The exhibit space isn’t very large, just a single small gallery on the first floor of the central atrium at the History Colorado Center. As part of the exhibit, Merkert created a small, scale model of the heart of Denver’s former Chinatown as it existed in 1887, using the famous fire insurance maps from the Sanborn Company as a guide.
Originally, organizers considered making the exhibit space feel like a restaurant back-of-house on one side and a living space on the other, to replicate the actual historic living and working situation for many residents of Denver’s former Chinatown. But that idea ultimately didn’t work out for physical accessibility reasons, given the desire to make the space welcoming to those with varying accessibility needs around the region, especially Chinese American elders.
Even the location of the exhibit has been part of the learning journey for Ha and Colorado Asian Pacific United. Would downtown Denver make sense as a location for the permanent museum they envision?
Several bus lines stop at the museum’s front door, but they don’t connect easily to where Denver’s Asian American and Pacific Islander communities now live — scattered across the region, with concentrations in suburbs like Aurora. Located downtown, the state-run History Colorado Center doesn’t have any dedicated or free parking, only metered street parking, a paid parking garage tied to an arts facility across the street and other paid parking lots nearby.
While it would be a powerful symbol to locate a permanent museum dedicated to Asian American, Native Hawaiian and Pacific Islander communities within the bounds of Denver’s former Chinatown, parking downtown remains a concern for a core audience still largely expected to drive to such a museum. It may also be cheaper to acquire space for a museum, with dedicated and free parking, in a less central location.

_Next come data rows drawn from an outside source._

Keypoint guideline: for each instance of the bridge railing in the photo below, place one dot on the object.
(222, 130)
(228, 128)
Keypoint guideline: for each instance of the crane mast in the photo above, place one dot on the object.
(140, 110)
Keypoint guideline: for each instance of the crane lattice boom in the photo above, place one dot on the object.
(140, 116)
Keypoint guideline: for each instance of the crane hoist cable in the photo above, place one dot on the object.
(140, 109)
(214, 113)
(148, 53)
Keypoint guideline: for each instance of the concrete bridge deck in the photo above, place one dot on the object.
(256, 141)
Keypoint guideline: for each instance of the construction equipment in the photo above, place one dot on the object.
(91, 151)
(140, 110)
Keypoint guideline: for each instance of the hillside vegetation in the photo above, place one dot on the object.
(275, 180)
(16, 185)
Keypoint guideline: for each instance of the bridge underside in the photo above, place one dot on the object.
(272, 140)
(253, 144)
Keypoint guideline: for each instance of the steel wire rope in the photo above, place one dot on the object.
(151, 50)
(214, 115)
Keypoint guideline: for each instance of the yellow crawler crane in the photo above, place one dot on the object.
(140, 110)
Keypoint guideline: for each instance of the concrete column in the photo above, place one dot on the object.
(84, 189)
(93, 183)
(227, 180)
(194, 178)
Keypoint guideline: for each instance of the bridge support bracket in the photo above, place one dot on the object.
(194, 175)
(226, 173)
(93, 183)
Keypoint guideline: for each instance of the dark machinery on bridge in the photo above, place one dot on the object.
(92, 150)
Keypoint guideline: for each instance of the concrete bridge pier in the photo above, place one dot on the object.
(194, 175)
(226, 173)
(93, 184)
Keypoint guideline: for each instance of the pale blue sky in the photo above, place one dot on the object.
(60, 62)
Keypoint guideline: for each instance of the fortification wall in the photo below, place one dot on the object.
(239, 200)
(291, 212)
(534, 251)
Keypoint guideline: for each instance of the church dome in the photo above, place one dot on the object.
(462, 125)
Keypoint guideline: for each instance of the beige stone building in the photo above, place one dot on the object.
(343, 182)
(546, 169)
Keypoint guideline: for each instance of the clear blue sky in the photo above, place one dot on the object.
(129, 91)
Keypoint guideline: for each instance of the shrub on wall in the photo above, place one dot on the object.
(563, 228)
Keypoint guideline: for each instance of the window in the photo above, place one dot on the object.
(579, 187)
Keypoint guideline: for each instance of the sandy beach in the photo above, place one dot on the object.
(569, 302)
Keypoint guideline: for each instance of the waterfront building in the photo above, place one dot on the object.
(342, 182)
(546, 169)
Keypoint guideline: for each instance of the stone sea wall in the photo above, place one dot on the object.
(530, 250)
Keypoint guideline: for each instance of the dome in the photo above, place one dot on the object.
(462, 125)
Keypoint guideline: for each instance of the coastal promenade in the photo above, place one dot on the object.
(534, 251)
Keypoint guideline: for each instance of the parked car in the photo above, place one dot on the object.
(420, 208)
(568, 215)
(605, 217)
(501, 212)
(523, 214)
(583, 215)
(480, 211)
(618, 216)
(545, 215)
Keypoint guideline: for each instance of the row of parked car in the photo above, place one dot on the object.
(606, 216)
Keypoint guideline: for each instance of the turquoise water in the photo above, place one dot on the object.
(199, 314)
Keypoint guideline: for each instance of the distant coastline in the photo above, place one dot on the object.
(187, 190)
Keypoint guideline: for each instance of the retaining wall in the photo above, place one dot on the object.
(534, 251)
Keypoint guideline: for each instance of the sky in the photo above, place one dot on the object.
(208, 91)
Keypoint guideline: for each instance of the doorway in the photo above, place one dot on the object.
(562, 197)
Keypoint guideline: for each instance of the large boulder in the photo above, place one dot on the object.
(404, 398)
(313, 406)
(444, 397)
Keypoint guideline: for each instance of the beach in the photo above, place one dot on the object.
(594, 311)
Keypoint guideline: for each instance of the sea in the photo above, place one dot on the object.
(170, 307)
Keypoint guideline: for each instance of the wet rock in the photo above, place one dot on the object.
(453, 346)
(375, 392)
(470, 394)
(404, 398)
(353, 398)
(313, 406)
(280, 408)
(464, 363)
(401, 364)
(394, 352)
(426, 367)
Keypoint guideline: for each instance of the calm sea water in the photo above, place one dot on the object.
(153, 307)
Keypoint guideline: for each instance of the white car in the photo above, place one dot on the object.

Still, the “Where Is Denver’s Chinatown?” exhibit also includes a scale model of such a museum envisioned within the footprint of where Denver’s Chinatown once was.
But now there’s also increasing concerns about overall funding for museums of any kind, especially new museums focused on non-white racial or ethnic groups. In March, the Trump administration issued an executive order targeting the federally-funded Smithsonian Institution for exhibits and activities that featured the country’s history of slavery and racial discrimination. In the same month, the administration also gutted the federal Institute for Museum and Library Services. Ha was planning to submit an application for funding from the agency to advance her group’s vision for a permanent museum.
“As the priorities shift from the federal level on what we consider to be history, what we consider to be culture, arts and knowledge, that absolutely impacts what we’re able to do and what appetite and interest and resources are available for it,” Ha says.
“Talking about our histories was just trendy for some folks. I think there’s even more of a threat nowadays for our history to be erased.”